Could lactate be the answer? Lactate levels, widely used in the assessment of the acutely ill, may be the critical clue to the puzzle of the metabolic syndrome. In a systematic review of the care of acutely ill patients, Vincent et al. [34] documented that a decrease in lactate levels was consistently associated with lower mortality rates in all subgroups. Lazzeri et al. [35] reported that higher admission lactate levels in acute cardiac patients predict high mortality levels and that higher lactate clearance is associated with better outcome. In chronic disease, lactate levels have not found wide application even though there are a number of publications indicating direct relationships between fasting blood lactate and components of the metabolic syndrome [3639]. In 1993, Chen et al. noted that plasma lactate concentrations are elevated in obesity and yet higher in T2D [40].

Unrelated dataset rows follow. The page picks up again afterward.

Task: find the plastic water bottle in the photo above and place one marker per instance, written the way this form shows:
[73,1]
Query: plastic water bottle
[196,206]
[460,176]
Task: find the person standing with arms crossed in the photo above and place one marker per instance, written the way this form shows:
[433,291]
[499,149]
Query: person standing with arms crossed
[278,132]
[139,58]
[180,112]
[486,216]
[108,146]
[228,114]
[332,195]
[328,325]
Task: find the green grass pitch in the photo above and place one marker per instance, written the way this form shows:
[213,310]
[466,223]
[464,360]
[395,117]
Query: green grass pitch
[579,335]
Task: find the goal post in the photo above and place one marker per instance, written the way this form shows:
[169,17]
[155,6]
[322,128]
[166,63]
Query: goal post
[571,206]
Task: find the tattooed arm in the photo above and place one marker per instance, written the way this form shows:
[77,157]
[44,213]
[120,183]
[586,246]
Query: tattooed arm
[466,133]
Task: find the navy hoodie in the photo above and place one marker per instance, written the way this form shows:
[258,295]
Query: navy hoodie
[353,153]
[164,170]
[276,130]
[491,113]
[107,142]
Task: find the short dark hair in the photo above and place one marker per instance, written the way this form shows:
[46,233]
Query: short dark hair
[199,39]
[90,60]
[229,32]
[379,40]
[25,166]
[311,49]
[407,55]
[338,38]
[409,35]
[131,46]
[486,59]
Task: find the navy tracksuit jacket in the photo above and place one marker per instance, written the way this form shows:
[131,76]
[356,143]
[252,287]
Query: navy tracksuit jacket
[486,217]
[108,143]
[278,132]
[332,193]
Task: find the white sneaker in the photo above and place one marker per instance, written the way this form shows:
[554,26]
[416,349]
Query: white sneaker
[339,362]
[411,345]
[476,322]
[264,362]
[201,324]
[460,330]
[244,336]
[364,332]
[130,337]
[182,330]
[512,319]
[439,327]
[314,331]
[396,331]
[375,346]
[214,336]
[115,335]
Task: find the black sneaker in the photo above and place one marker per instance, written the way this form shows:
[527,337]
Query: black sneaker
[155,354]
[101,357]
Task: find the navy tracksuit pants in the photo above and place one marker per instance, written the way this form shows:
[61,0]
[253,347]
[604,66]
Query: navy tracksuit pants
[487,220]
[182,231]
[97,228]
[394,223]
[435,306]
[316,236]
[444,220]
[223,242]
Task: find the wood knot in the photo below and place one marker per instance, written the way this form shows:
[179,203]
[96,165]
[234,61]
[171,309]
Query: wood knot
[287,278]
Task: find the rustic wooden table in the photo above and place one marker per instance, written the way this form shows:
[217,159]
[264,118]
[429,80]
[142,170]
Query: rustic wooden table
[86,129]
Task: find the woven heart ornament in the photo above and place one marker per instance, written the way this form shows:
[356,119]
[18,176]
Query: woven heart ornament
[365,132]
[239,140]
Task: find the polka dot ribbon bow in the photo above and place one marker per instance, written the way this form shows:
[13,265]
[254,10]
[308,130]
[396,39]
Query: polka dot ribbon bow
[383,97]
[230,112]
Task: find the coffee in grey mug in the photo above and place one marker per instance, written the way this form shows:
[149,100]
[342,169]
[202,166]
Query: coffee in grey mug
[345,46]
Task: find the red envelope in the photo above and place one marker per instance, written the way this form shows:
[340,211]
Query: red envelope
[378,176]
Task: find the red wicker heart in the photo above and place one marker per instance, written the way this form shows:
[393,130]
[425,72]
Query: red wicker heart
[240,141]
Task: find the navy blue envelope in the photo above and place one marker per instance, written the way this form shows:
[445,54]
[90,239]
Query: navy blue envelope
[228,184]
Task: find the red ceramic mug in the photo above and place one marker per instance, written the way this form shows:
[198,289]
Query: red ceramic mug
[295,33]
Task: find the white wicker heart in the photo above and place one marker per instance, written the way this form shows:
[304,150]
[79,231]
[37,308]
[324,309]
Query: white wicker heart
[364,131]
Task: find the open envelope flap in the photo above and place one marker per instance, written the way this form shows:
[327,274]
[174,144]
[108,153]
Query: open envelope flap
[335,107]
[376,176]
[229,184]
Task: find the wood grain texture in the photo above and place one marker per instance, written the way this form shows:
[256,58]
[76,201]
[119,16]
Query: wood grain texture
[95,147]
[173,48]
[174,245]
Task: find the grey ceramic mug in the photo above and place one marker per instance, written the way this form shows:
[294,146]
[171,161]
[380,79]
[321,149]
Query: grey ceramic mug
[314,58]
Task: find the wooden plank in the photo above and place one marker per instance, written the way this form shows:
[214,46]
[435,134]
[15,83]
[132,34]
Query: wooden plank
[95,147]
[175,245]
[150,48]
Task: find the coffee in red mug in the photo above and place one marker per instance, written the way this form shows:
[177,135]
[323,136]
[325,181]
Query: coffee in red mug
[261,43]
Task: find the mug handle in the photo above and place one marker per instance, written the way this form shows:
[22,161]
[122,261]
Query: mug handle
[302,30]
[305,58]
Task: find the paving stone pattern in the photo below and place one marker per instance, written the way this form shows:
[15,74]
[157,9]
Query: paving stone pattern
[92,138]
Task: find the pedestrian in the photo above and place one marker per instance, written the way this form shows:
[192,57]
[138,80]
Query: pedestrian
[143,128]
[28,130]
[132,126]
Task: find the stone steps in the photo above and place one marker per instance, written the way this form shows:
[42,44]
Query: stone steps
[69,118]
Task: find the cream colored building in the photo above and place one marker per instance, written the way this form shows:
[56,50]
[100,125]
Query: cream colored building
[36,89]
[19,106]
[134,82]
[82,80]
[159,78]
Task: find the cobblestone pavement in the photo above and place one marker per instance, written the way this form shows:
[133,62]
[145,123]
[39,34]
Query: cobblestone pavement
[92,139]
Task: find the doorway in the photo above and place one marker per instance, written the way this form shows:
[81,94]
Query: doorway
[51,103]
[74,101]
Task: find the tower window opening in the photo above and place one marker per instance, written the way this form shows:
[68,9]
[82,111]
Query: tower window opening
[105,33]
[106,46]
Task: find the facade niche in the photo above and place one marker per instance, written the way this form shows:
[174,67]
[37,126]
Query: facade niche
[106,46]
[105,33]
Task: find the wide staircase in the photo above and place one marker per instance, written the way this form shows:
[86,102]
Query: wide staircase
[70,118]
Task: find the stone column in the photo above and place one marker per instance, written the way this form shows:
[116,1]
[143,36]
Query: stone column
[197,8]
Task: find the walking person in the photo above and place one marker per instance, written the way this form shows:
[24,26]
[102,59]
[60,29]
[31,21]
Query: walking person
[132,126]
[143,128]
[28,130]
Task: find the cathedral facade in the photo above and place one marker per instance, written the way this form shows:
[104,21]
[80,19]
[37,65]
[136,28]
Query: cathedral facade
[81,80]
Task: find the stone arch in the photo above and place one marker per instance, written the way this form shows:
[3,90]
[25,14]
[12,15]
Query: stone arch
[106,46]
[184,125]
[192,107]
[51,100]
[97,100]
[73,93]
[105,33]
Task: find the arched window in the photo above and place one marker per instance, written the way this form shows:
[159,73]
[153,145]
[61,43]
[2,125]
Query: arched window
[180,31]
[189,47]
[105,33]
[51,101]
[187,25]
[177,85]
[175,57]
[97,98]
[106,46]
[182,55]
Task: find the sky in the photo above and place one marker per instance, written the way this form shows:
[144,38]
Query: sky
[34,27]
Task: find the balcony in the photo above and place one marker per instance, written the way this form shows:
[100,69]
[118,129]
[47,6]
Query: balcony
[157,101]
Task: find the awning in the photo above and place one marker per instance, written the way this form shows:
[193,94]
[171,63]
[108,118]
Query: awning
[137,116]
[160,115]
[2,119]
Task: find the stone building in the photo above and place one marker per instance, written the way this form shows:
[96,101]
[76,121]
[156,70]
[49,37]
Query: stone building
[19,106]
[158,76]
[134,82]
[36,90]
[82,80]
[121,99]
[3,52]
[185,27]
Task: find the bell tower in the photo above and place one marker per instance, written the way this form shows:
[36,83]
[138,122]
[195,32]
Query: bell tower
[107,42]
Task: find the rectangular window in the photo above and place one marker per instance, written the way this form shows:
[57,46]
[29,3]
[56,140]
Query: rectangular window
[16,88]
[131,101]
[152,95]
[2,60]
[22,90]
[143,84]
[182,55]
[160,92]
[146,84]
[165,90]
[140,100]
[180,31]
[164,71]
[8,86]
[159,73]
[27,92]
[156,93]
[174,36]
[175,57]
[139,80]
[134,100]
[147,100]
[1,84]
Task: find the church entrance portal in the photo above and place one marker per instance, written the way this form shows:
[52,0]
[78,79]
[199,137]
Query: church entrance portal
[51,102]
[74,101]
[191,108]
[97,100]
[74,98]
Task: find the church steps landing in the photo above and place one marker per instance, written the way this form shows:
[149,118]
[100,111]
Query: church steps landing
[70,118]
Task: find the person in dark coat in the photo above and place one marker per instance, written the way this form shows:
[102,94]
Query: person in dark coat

Individuals with severe obesity, with and without T2D, have elevated plasma lactate concentrations that return to levels similar to those in lean individuals after surgery [41]. Fig. 4A shows the correlation between fasting glucose and lactate from diabetic subjects before surgery, 1 week after surgery, and 3 months after surgery [42]. The remarkable correlation between glucose and lactate raises the question as to which is the chicken and which is the egg. Lactate is a major substrate for gluconeogenesis in the liver. If lactate were elevated because of depressed gluconeogenesis, one would predict that glucose production would be reduced, which is not the case. If glucose were elevated because of increased gluconeogenesis, the substrate and lactate would be reduced. This then suggests that elevated lactate may be driving glucose production. Chondronikola et al. [43] demonstrated that the rate of endogenous glucose production in patients with obesity was correlated with fasting plasma lactate, consistent with this hypothesis.

Fig. 4.

Fig. 4.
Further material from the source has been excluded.